Runners love Antelope Island for its rolling, hard-packed trails and beautiful views. With Salt Lake City just out of sight, it often feels as if you’re running through a remote and primitive wilderness, especially if you’re lucky enough to catch a glimpse of the bison herds grazing just off the trail. The panoramic views of the Great Salt Lake from the top of Frary Peak make it a must-visit if you’re feeling up for a challenge. If you’re not looking for a peak run there are plenty of other trails on the island to choose from, or you can opt for a leisurely barefoot stroll on the salty shoreline. Whatever your plan, be sure to plan your trip around sunrise or sunset – that’s when the magic happens!

Running Frary Peak

Our Gearheads took the Directors of Toughness on the Frary Peak trail, figuring if Faith and Mark were only here for one day, they had better show them the views from the top! Frary Peak is a moderately technical out-and-back trail with a steady climb of 2000 feet up and a nice enough grade to cruise down. The trail veers off in different directions at many points for scenic overlooks, so you can easily customize the length of your run. For the most part it is a relatively hard-packed singletrack trail, though the crew had to be on their toes for some icy and rocky spots along the way. They were even fortunate enough to see a few roaming bison from one of the largest free-roaming bison herds in the nation.

As they approached the summit of Frary Peak, the clouds from the previous day’s storm appeared beautifully lit by the early evening sun.
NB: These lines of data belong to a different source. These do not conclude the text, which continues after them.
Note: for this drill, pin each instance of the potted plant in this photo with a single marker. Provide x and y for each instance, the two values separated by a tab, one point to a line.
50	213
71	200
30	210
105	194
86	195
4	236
Every turn in the trail presented an even more spectacular view—exactly what trail runners live for. As the wind picked up and temps dropped, the crew turned an about face. They picked up the pace and chased the sun on the way down, hoping to be on the shore for sunset … and timing it perfectly. They finished the run with some strides on the beach and a snack in the picnic area, putting a cap on a perfect day of trail running.

Getting There

Antelope Island State Park is a 42-mile drive from downtown Salt Lake City. It’s connected to the mainland via a causeway out of Syracuse. Toll fees and admission fees apply.